Overview
Open R1 is an open reproduction of DeepSeek-R1 maintained by Hugging Face. It exposes end-to-end recipes for distillation, supervised fine-tuning (SFT), and RL training (GRPO), together with datasets and evaluation tooling to reproduce reasoning capabilities.
Key features
- End-to-end scripts and Makefile targets for data distillation, SFT, GRPO, and evaluation.
- Published datasets such as Mixture-of-Thoughts and OpenR1-Math for training reasoning models.
- Integrations with vLLM, multiple sandbox providers (E2B, Morph), and high-performance training backends.
Use cases
- Research reproduction: reproduce DeepSeek-R1 training and evaluation results.

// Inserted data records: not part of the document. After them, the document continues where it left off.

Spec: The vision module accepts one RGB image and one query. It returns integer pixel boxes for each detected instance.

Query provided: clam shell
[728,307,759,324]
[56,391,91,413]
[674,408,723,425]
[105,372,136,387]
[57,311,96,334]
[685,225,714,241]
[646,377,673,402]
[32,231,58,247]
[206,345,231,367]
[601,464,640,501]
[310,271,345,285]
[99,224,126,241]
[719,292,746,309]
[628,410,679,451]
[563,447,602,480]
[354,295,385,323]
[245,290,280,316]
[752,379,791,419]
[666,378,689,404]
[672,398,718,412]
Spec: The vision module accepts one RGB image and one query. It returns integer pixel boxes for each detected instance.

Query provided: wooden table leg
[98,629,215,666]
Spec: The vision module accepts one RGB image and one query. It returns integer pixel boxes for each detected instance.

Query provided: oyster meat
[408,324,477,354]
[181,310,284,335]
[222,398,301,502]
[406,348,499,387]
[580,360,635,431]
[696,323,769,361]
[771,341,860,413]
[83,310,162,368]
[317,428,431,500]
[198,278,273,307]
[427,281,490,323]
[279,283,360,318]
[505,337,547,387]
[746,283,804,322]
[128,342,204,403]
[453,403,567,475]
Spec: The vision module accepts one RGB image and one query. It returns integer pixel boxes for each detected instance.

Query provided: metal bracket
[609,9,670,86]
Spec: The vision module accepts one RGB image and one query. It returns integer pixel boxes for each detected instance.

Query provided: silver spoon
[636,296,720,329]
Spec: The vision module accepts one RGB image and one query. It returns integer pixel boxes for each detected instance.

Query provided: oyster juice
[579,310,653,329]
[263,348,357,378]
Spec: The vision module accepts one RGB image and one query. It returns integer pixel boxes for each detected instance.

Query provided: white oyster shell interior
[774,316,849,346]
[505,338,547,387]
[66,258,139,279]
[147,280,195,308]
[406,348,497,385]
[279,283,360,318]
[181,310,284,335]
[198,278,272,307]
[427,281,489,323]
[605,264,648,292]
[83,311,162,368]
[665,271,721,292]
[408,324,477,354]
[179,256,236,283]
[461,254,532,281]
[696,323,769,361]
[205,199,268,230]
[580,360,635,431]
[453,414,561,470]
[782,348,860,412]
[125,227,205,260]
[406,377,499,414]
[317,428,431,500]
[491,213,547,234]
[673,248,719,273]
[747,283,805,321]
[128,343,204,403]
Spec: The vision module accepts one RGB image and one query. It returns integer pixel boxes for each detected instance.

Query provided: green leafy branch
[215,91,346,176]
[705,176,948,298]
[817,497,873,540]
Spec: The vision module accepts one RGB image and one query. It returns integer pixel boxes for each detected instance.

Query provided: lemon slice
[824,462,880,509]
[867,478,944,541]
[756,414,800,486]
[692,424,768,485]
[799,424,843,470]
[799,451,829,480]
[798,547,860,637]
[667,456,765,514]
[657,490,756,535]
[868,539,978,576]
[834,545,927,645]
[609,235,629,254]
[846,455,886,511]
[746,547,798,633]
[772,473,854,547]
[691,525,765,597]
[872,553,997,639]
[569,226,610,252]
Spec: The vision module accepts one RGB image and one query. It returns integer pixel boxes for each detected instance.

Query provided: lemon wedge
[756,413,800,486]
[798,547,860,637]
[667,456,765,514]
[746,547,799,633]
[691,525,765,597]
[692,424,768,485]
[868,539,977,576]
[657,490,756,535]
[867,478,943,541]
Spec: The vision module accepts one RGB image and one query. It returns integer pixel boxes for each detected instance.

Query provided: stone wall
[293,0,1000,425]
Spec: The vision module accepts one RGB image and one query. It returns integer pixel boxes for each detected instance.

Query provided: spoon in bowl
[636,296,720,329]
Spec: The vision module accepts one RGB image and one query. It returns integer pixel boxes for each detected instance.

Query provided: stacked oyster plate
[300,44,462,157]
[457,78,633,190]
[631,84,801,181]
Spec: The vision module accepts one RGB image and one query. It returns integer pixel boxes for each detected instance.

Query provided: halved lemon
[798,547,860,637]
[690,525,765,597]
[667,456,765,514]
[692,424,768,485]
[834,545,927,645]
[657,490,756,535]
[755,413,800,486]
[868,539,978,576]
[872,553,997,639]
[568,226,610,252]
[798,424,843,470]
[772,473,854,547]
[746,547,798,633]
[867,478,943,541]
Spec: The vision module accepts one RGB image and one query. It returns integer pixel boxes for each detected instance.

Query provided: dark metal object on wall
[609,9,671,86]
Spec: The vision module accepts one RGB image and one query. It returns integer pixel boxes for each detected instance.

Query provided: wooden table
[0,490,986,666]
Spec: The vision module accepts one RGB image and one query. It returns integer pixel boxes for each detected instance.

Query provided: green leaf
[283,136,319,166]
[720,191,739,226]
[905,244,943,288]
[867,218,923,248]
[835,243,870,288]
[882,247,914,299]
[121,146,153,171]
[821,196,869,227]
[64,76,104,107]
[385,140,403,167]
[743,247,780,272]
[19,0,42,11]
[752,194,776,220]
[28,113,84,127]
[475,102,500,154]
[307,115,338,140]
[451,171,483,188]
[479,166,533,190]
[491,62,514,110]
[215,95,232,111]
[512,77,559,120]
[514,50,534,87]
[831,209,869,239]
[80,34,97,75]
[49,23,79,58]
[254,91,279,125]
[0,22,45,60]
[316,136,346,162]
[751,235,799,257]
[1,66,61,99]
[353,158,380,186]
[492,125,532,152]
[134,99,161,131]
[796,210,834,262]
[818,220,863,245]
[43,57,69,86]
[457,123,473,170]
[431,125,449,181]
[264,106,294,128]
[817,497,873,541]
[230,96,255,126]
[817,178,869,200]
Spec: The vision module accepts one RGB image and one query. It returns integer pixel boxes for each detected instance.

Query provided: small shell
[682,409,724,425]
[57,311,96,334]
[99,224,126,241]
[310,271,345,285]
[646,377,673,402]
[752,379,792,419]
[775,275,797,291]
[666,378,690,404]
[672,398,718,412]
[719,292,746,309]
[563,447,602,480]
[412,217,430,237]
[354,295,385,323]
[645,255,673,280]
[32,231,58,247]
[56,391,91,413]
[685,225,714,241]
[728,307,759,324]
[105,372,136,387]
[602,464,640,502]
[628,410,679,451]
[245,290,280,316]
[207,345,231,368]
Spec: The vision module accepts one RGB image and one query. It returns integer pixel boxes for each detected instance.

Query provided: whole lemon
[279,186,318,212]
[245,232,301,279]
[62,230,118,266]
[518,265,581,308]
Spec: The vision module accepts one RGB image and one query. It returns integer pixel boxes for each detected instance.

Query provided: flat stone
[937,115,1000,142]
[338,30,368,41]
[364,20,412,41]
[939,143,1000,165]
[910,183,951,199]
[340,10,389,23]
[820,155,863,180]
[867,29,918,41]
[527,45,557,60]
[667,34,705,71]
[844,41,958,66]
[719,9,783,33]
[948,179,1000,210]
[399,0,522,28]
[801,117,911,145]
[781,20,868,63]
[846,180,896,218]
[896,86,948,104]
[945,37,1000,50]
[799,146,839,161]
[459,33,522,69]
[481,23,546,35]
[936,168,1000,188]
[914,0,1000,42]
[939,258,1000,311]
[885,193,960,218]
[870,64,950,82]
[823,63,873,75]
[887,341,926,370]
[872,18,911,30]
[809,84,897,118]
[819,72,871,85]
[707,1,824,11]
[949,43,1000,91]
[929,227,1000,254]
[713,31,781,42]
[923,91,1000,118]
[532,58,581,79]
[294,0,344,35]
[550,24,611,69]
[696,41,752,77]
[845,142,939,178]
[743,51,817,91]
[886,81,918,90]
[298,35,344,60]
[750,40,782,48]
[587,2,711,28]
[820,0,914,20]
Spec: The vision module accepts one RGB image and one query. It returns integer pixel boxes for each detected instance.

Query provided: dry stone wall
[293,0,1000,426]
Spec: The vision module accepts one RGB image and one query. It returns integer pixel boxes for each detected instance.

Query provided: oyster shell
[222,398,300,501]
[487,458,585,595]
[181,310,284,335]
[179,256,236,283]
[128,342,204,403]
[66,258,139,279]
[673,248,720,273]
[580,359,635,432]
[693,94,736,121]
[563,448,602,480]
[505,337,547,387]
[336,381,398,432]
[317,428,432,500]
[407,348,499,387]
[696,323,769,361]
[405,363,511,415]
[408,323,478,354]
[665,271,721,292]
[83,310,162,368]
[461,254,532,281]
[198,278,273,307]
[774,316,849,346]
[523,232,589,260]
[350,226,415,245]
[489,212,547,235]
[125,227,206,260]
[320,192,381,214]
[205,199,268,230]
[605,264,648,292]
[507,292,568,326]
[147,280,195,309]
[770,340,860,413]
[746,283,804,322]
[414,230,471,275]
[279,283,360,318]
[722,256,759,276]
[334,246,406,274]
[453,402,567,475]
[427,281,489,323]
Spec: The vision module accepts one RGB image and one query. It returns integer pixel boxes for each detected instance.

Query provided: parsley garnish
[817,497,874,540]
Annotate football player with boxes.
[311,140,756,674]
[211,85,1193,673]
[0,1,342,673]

- Data generation & distillation: create reasoning traces and distilled datasets for model training.
- Scalable training pipelines: example configs for Slurm, Accelerate and DeepSpeed clusters.
Technical characteristics
- Implemented primarily in Python; depends on specific PyTorch/vLLM versions and CUDA toolchain.
- Supports DDP and DeepSpeed (ZeRO-2/3), tensor/data parallelism and optimized kernels for large-model training.
- Includes evaluation scripts (lighteval) and benchmark recipes to reproduce metrics on math, code and reasoning benchmarks.